李晨把茶碗搁在城垛上,碗底磕在砖上,轻轻一响。

“奉孝。今天这些话,记下来。不是记在奏章里——记在唐王府的日志里。将来有人问,唐国为什么能撑过各种危机,为什么能跟大炎王朝不一样,就拿大理城四面挂白布的事给他看。让他知道——唐国不亡,不是因为铁路多长,不是因为唐元多值钱,是因为匹夫还没回家推磨。匹夫不回家,是因为肉食者还在尽责。这个道理,大炎王朝的皇帝到死都没想明白。”

郭孝把折扇合上,扇骨敲在掌心,轻轻一响。

“那就从今天开始。三封私信发出去,让刘策、柳如烟、沈万三知道——肉食者尽责,匹夫才会有责。这是唐国跟大炎王朝最大的区别。大炎王朝的肉食者只管吃肉,唐国的肉食者得先修路。”

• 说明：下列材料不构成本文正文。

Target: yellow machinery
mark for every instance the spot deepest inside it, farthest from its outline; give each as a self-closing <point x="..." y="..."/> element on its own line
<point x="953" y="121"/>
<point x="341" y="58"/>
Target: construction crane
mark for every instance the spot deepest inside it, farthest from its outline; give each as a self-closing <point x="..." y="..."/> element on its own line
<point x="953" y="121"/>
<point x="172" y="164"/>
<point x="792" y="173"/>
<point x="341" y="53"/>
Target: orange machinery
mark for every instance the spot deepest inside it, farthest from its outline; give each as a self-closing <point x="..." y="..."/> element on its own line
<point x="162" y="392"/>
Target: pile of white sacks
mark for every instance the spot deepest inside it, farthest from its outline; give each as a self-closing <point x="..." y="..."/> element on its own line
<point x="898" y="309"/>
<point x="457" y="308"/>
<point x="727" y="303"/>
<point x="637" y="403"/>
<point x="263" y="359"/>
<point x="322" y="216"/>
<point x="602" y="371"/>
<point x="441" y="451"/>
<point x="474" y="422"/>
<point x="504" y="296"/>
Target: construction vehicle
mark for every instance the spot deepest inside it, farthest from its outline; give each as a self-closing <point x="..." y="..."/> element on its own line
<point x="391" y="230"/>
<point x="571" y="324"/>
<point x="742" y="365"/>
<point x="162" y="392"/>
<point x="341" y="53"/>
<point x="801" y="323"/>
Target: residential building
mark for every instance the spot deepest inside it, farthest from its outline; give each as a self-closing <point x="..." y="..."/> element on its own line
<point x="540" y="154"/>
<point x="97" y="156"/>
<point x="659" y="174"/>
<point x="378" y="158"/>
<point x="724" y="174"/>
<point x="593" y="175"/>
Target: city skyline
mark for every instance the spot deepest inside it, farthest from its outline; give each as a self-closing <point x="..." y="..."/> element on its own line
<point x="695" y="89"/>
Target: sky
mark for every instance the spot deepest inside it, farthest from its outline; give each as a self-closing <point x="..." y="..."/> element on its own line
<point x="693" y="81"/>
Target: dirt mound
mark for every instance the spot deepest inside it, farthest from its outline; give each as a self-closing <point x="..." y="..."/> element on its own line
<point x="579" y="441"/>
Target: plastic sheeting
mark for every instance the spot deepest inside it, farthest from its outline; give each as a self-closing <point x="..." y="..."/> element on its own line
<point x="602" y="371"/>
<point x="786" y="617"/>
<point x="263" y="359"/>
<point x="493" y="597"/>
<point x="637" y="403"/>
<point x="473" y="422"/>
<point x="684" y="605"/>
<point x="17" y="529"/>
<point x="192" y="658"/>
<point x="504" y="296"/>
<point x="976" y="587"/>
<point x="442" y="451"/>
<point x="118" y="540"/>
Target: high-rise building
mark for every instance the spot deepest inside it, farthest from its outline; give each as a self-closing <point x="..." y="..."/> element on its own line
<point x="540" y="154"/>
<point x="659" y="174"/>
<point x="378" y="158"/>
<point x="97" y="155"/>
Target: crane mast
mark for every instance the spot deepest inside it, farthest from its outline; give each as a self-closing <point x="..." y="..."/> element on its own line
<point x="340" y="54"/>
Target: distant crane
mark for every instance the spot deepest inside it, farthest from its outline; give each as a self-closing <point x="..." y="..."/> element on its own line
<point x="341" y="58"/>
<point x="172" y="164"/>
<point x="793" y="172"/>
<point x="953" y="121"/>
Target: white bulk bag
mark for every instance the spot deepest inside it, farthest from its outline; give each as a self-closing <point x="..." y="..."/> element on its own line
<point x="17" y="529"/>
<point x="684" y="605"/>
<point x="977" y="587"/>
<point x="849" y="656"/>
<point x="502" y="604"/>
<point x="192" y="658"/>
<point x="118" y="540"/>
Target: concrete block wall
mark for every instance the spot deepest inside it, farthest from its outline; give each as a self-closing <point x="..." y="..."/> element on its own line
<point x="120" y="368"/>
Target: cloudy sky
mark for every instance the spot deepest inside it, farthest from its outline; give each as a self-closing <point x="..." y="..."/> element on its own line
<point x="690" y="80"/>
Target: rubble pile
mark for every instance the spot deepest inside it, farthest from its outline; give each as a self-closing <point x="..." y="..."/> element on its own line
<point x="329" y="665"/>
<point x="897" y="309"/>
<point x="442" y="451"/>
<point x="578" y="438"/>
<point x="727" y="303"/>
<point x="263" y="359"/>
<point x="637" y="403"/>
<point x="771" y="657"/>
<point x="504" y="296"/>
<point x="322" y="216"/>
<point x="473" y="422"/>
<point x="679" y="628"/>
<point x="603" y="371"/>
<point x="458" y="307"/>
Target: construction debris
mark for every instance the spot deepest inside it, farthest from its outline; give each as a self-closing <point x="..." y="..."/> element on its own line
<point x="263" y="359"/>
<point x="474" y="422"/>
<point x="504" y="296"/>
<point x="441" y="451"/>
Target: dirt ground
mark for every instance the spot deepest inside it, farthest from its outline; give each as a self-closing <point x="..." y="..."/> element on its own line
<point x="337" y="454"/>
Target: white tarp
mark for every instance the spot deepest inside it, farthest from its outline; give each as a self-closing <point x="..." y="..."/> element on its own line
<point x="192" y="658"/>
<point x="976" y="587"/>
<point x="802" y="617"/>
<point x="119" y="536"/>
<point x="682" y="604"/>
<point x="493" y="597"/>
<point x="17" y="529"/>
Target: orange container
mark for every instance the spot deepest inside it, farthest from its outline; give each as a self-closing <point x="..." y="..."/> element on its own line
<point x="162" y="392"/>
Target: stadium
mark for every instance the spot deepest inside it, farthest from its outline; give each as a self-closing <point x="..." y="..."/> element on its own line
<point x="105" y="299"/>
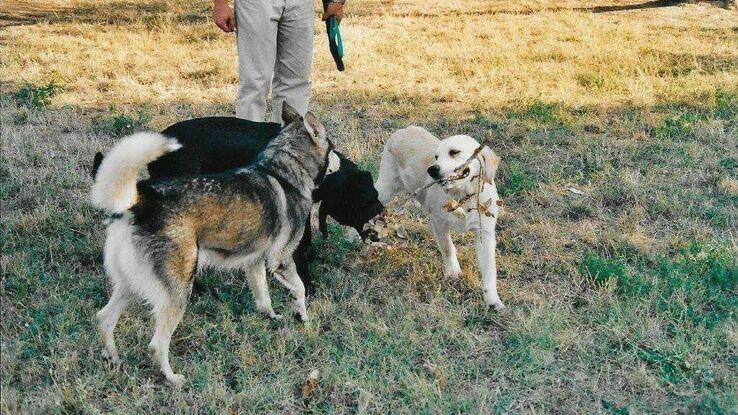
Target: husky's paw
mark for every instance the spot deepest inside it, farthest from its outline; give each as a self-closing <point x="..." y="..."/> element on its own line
<point x="496" y="304"/>
<point x="175" y="379"/>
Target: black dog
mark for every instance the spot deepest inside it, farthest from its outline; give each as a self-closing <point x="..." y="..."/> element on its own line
<point x="217" y="144"/>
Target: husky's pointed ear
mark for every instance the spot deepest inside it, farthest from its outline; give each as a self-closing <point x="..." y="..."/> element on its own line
<point x="489" y="162"/>
<point x="314" y="127"/>
<point x="290" y="114"/>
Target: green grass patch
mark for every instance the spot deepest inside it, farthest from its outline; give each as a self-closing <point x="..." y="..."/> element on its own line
<point x="514" y="179"/>
<point x="543" y="112"/>
<point x="676" y="127"/>
<point x="121" y="124"/>
<point x="37" y="97"/>
<point x="603" y="271"/>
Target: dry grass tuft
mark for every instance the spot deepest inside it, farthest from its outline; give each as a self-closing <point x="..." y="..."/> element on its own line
<point x="621" y="299"/>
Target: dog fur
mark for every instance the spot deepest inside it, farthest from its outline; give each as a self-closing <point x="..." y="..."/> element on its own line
<point x="161" y="231"/>
<point x="218" y="144"/>
<point x="410" y="157"/>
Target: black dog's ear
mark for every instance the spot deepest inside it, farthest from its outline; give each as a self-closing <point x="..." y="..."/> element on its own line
<point x="96" y="163"/>
<point x="290" y="114"/>
<point x="318" y="194"/>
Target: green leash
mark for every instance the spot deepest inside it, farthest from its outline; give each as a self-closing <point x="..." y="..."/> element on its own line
<point x="334" y="41"/>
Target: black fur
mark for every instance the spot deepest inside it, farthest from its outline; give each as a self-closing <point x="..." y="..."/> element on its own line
<point x="215" y="144"/>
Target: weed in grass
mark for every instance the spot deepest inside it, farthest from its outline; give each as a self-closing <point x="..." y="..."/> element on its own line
<point x="603" y="271"/>
<point x="514" y="179"/>
<point x="697" y="285"/>
<point x="591" y="80"/>
<point x="726" y="105"/>
<point x="543" y="112"/>
<point x="37" y="97"/>
<point x="676" y="127"/>
<point x="121" y="124"/>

“还有破虏,给破虏的回电也发出去。告诉他——婚事准了。但大理不是蜜月,是考场。六郡的火塘边,是比讲武堂更严的考场。考的不是攀崖,是人心。考过了,回来刻名字。考不过,回来重新学。”

晨光大亮。

羊泉水库的闸门完全打开了,水声轰鸣。梯田里的水渠灌满了水,亮晶晶的,像一条条银线从苍山脚下铺到城墙边。早起的农人唱起了山歌,调子拉得长,在晨风里飘。

李晨站在城楼上,看着梯田的方向。

“奉孝,你听过六郡的山歌吗。”

“没有,王爷听过?”

“没有,但破虏在柳郡火塘边一定听了。下次他回来,让他唱给我听。儿子在六郡学回来的山歌——比朝堂上的颂歌好听。颂歌是假的,山歌是真的。”